D'autres facteurs ont aussi entraîné cette décision. Tout d’abord, des taux de change très nettement défavorables par rapport à 2017, ou encore des tensions commerciales mondiales qui influent plus fortement que prévu sur certains marchés. En outre, le groupe BMW a décidé d’intensifier ses investissements sur les mobilités du futur, dégageant un budget supplémentaire de l’ordre d’un milliard d’euros.

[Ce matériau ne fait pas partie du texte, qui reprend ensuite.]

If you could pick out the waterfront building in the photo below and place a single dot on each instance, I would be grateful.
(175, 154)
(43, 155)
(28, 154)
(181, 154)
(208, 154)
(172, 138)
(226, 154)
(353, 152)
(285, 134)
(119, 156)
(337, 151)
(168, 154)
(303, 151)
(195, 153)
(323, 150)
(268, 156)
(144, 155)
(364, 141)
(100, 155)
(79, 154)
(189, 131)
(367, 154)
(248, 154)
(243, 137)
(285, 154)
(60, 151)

Face à cette situation, BMW joue la carte de la prudence et revoit ses ambitions financières à la baisse. Au lieu d’une légère progression de son chiffre d’affaires 2018 par rapport à 2017, le groupe table désormais sur un léger repli. La marge d’Ebit devrait être au moins égale à 7%, alors qu’elle était initialement attendue entre 8 et 10%. Le groupe parle donc d’un « effet significatif » sur la rentabilité de son activité automobile, même si son président du directoire, Harald Krüger, se veut rassurant : « Le groupe reste pleinement investi dans son ambition d’avoir un rôle moteur dans la transformation de l’industrie automobile ». Les grands axes du plan stratégique « Number One Next » sont confirmés à l’horizon 2025, dont le dépassement d’un seuil de rentabilité de 10%.